2006 was a good year for haute couture. It was before all this talk of economic recession and saving your money. People were rich, fabulous, and most importantly; thin and thus were snapping up haute couture like they were a (very wealthy) kid in a candy store. 

Karl Lagerfeld at the helm of Chanel is a genius, a word thrown about too often nowadays, but when describing the Kaiser it is quite true. Chanel is the only HC house that makes a profit off the haute couture, the other houses lost money, but see HC as a large marketing push, inviting the wealthy to spend more money and the not so wealthy to indulge in perfume, lipstick or evne a pair of shoes, so for a mere slice of the cost of HC they, too, can feel like they are part of this fantasy fashion world. 

I'm planning on doing a series of Haute Couture blogs to highlight my favourite shows over the years, and what better way to start with the master and the most beautiful. Chanel Spring 2006 Haute Couture was absolutely, undeniably, incredibly, amazingly breathtaking. well made, historic, lovely pieces were sent out one after the other with not a shocker in sight. Daphne Guinness sat front row nodding her head the whole time and noting down which ones she would like to add to her considerable collection, a documentary was being filmed about 'the secret world of haute couture' (kinmoth, 2007) and Karl was in his element. Namely, lace, tweed, tulle, beading and feathers. Lots and lots of feathers. 

But whilst it was very Karl and you could see his stamp on everything it was also very Chanel. A lot of designers nowadays at the big houses forget that whilst they have to forge their own design aesthetic and identity they also have to stay true to the core of their houses. Alber Elbaz forgot that at YSL but look at him now, reaping the rewards of transforming Lanvin whilst also doing his own thing.

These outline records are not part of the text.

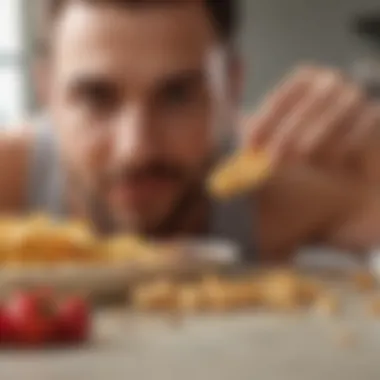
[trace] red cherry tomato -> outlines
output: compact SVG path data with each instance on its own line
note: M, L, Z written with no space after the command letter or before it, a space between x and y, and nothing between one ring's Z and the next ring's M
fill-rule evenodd
M13 326L4 308L0 307L0 345L9 344L14 339Z
M59 338L68 343L83 343L91 330L91 312L87 302L73 297L59 305Z
M42 345L53 340L56 313L52 300L33 293L20 293L5 305L4 316L9 321L14 342Z

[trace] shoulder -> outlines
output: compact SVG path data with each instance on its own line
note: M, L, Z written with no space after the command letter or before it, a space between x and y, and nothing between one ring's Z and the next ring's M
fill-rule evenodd
M0 212L23 209L34 137L31 128L24 126L0 132Z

Karl manages to be both Fendi Karl and Chanel Karl (as well as Karl Karl), and he never over extends himself. Every piece in the collection was Chanel Karl to a tee. Beautiful crafstmanship and innovative but classic design. Wearable, if couture could be called that.

Did it make me want to buy every piece? It made me wish i had the disposable income of a small african nation. The collection was like a goblet of ice cream with chocolate sauce on top, deliciously sweet and innocent but tempered by the sticky, dense and thick realisation of worldliness and sexuality. I loved it. My favourite couture collection of all time, and one that i would gladly own every single piece of (and wear every day) if body size and money allowed it. 

And he showed almost the whole collection in flats. Now that is class. 

My favourite piece in the entire collection. It took over 150 hours to make the skirt alone, with 25 people applying the feathers. Simply stunning.